This text is consequently, in a real sense, the climax of the biblical storyline. It’s the moment all the preceding moments—in the redemptive historical event—have anticipated and worked towards. Maybe I can illustrate it this way:
When the Allies in WWII finally won victory in Europe on May 8th of 1945, that wasn’t the climactic moment all the soldiers were anticipating and hoping for. Rather, their real hope was to be reunited with their wives and children and friends. When they were again face to face, that was the real climactic moment!
Just imagine the moment in which a serviceman—who had been separated from his wife and kids for many years—finally stands in their presence once again. Consider how wonderful that moment would have been for the returning soldier. Consider how valuable he’d count seeing their faces and feeling their embraces. That would be the real victory for him—the real climax. Wouldn’t it?!
In a similar way, as believers, we should most long to stand in the presence of our beloved God. We should long to see him face to face and to embrace him—even as our first mother and father were able to in Eden. That’s our real victory, the real treasure of the gospel of Christmas eternal.
That’s the glory of face to face fellowship with God. A glory regained for us!
But remember, we’re not looking for a glory that has been regained here. Instead, we’re looking for a glory that has been retained. We’re hoping to learn about a glory that’s been preserved—a glory that’s been kept intact. So, what is it? How is a glory retained in this passage?
Well, in order to see it most clearly, let us remind ourselves of the storyline of which this is merely the final chapter.
One way to concisely view the biblical narrative is as an attempted robbery. In this analogy, Satan conspires (with humanity) to steal the most cherished entity in all creation—the glory of God. The devil wants the praise, honor, and worship which only God deserves so he tries to rob him of it and gets us to join right along with him. So, Adam and Eve ate the forbidden fruit, and you and I do the same whenever we refuse to glorify God with our lives.
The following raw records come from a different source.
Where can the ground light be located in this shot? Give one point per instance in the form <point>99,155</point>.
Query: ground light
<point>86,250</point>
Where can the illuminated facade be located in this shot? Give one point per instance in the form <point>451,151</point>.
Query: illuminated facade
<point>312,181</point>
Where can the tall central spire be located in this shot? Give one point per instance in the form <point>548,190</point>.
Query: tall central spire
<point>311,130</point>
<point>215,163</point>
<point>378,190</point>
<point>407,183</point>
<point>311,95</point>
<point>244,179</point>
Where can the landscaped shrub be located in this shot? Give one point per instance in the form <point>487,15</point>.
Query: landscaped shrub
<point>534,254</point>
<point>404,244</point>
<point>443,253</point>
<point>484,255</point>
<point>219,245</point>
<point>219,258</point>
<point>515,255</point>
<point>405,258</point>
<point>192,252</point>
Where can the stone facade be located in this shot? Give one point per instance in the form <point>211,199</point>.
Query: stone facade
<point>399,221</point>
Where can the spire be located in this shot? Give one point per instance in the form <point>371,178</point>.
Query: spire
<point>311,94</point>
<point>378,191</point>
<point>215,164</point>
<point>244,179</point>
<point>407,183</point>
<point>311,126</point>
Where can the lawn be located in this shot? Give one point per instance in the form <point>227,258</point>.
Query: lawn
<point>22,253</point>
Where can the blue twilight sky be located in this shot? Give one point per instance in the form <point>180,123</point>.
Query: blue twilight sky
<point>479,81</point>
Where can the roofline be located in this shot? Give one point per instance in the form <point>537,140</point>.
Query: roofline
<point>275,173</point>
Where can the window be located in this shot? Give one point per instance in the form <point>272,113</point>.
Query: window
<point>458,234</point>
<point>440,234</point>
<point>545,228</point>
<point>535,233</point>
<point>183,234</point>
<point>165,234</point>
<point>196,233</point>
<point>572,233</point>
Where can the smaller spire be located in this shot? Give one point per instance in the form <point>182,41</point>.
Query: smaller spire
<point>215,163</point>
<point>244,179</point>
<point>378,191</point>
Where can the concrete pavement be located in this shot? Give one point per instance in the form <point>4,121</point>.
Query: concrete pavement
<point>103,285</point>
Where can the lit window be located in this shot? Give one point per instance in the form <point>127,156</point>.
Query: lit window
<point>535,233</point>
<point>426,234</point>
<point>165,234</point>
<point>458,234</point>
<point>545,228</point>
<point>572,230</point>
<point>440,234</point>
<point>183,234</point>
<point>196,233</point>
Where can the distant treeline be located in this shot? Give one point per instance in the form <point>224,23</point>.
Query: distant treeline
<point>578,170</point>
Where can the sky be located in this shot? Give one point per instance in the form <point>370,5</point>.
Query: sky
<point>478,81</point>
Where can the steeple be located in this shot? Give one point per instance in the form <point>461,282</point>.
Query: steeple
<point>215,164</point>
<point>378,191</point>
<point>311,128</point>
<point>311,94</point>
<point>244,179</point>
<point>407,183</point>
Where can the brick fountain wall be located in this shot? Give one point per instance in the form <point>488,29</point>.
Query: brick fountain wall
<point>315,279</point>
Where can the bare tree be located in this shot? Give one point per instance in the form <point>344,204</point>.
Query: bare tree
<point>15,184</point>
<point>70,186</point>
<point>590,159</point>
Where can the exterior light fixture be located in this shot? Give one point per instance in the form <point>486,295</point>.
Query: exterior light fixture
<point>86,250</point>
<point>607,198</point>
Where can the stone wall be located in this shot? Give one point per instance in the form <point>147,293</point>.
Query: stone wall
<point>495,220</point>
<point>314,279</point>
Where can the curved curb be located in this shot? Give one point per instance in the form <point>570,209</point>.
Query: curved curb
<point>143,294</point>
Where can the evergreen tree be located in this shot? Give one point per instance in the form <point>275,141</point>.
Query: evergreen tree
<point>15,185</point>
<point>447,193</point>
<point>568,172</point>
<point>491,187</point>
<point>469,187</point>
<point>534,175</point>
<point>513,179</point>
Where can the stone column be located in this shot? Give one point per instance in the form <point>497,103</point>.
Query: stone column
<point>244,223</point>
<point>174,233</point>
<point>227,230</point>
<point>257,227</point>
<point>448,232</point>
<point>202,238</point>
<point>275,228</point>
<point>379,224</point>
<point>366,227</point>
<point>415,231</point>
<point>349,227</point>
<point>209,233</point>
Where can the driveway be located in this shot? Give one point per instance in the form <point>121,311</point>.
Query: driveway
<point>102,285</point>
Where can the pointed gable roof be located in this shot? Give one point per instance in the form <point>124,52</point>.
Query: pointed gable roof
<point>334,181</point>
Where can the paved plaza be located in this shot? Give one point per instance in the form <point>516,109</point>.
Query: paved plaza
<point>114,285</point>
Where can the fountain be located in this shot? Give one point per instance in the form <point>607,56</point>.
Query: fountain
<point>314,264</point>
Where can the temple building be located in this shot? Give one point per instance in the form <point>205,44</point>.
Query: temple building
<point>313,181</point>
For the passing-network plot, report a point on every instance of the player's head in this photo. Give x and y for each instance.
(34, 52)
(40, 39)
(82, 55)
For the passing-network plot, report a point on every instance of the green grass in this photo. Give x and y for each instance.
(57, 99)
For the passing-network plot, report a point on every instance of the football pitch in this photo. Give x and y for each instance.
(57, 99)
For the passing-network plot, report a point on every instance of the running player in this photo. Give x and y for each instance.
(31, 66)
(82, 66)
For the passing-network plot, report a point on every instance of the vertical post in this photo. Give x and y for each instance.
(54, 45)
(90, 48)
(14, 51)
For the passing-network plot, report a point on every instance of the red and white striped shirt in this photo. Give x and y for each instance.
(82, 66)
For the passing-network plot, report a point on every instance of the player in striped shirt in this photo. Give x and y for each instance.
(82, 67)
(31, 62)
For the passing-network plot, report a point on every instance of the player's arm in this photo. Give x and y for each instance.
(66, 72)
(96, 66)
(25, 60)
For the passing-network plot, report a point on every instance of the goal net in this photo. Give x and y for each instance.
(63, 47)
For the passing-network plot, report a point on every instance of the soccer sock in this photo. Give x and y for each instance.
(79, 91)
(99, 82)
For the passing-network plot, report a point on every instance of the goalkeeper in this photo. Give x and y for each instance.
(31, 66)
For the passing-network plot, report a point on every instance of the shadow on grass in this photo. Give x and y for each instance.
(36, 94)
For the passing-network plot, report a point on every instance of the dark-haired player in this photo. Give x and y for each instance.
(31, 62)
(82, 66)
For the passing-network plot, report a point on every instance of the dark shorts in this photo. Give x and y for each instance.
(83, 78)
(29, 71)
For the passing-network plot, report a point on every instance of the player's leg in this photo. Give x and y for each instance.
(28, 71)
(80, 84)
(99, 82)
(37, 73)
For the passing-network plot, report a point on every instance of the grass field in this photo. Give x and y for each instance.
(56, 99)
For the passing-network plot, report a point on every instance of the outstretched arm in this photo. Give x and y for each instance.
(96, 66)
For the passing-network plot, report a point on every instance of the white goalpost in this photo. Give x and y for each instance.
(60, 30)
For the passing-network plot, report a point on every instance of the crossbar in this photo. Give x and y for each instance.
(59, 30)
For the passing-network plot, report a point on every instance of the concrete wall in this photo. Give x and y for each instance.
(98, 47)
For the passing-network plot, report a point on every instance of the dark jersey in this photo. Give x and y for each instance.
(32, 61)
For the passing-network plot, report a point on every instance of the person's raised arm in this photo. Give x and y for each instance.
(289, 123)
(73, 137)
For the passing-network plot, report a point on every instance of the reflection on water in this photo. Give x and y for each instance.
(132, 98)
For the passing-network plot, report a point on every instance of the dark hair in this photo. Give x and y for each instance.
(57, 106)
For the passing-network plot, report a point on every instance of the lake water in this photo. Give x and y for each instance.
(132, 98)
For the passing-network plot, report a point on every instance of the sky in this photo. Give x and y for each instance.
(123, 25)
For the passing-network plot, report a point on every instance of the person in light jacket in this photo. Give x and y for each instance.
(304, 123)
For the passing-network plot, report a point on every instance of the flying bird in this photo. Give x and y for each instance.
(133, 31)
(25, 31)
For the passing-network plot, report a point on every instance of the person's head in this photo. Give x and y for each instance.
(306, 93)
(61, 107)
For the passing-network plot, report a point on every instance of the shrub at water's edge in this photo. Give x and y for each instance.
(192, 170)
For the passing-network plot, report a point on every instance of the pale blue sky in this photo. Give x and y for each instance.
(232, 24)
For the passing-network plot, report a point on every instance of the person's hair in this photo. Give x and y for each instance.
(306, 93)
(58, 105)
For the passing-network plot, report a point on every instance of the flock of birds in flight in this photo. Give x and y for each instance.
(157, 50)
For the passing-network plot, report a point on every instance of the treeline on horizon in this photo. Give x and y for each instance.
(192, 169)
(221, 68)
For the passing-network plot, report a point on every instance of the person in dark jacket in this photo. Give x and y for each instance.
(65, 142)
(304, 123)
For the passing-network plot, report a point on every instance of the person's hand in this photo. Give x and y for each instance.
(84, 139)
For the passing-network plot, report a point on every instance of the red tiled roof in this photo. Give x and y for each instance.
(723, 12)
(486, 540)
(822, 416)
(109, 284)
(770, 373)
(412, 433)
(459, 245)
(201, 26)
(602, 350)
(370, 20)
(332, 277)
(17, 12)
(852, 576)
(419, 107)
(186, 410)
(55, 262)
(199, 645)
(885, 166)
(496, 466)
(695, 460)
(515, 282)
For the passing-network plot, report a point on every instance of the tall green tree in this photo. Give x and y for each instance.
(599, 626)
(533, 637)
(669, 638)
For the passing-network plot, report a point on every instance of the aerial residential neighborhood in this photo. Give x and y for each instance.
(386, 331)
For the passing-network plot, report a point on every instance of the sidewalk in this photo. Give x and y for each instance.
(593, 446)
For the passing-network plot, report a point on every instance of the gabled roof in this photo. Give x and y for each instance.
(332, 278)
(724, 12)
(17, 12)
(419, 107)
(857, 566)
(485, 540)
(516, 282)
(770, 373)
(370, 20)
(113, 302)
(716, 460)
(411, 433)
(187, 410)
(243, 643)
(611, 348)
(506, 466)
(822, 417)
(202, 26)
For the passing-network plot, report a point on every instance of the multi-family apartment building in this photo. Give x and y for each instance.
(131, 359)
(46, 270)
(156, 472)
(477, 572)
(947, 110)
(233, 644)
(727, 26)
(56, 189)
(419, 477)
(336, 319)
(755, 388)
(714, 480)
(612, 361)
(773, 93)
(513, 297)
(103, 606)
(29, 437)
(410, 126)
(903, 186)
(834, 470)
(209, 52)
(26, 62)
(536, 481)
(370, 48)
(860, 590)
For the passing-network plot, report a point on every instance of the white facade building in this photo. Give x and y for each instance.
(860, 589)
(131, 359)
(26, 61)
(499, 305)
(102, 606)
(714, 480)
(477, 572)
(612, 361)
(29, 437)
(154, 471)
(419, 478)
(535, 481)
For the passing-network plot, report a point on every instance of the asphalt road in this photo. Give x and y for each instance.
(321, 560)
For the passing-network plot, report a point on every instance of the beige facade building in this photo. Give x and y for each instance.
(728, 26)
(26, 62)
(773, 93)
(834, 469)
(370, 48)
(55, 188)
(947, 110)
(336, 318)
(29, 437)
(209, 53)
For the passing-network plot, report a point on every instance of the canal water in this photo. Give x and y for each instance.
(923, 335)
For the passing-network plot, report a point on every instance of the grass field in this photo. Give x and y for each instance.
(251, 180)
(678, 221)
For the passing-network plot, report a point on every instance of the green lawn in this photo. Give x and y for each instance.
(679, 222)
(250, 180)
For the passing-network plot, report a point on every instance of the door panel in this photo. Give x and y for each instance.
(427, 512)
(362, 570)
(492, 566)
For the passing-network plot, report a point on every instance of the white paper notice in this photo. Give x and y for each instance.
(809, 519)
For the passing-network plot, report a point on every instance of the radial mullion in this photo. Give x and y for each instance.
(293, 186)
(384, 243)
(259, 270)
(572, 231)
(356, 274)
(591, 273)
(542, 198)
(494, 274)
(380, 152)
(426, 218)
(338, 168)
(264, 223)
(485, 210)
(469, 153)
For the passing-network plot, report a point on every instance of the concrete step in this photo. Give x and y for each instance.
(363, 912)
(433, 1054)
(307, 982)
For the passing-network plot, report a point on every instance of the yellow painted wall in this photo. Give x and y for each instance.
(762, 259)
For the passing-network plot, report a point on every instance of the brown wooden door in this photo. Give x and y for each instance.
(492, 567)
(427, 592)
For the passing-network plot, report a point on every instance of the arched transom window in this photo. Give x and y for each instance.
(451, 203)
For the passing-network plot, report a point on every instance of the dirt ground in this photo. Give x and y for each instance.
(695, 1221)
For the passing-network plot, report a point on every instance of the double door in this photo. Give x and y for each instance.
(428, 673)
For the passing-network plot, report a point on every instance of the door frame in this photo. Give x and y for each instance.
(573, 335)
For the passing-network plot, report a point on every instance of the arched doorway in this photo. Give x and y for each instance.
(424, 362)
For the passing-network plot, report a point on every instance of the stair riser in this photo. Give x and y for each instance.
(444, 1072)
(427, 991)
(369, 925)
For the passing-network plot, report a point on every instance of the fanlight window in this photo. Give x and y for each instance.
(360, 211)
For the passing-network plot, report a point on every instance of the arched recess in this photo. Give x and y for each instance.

- When we don’t glorify God with our time…
- When we don’t glorify God with our money…
- When we don’t glorify God with our bodies…
- When we don’t glorify God with our eating and drinking…
- Whenever we do these things (and others) we are being glory thieves!
Consequently, one of the primary questions the biblical storyline begs is: “Will this succeed; will God be robbed of his glory even in the smallest measure?” Well, here in our passage the overwhelming and final answer is: “No!”
In fact, not only will God not be robbed of even one single ounce of glory, but he’ll receive even more glory for having displayed (against the dark backdrop of this attempted burglary) his most glorious and beautiful and righteous character. Through this failed attempt to steal his glory, God will gather even greater honor and praise for himself.
It’s like this—I can tell my wife that I love her and that I would die for her. These statements can even be one hundred percent true, and she can even believe in their truthfulness. Yet, she will have a greater appreciation for my love for her and my willingness to die in order to protect her when I demonstrate it in real time. When, for example, we’re hiking around Yellowstone National Park and stumble upon an angry mother Grizzly, and I put myself in between that mother Grizzly and my wife rather than simply deciding to outrun my wife.
Do you see?!
How great is the glory of God! How magnificent is his love!
Who sits on the throne and receives praise and honor from his servants here? It’s God—the Lamb. That title, Lamb, reminds us of the mercy and love of God. That title reminds us that God’s care for us, his people, is not merely theoretical. That love has been demonstrated:
- It was demonstrated when God clothed Adam and Eve after they sinned and promised them a serpent crushing savior.
- It was demonstrated when God rescued his people from Egyptian slavery and brought them into a land of their own.
- It was demonstrated when God sent them prophets to call them out of sin and to call them back into relationship with him.
- It was demonstrated in these events and numerous other events in history.
- But, it was most profoundly demonstrated when God put on human flesh in order to go to a cross and die in our place—the very sinners and rebels who tried to steal his glory.
Friends, that cross is where God demonstrated that he’s the only one worthy of honor and praise and glory forever and ever. Amen.